Four subsequent car bombs struck the city on Sunday, including another suicide attack. The second blast hit a Sunni sheik’s office and the third a Sunni mosque. The other attacks targeted Iraqi and American security forces.

Elsewhere in Iraq, 36 people were killed Sunday in assassinations and explosions, or were found dead during the day, authorities said.

Two civilians and three Iraqi police officers were killed in Fallujah in a series of attacks against U.S. and Iraqi security forces involving mortars and several bombs. An American sailor had been killed in the western town Saturday, the U.S. military said in a statement.

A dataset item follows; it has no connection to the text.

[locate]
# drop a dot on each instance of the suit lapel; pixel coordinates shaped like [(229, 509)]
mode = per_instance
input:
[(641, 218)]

A roadside bomb killed two security guards in Baqubah, and in Taji gunmen fired at police patrol, killing two officers, according to Iraqi authorities.

In the capital, two bombs killed two people and injured 12 in separate attacks.

Mohammed Shihab Dulaimi, a Sunni politician and vocal critic of the election which brought the current Shiite Muslim-dominated government to power, was assassinated on an upscale road along the Tigris River after he left the Palestine Hotel following a television interview.

Authorities also recovered the bodies of at least 24 people from Baghdad neighborhoods. Most were found shot, blindfolded and with their hands tied behind their backs. A headless corpse and another body were fished out of the Tigris River near the Sinak Bridge after they had drifted into some reeds along the riverbank.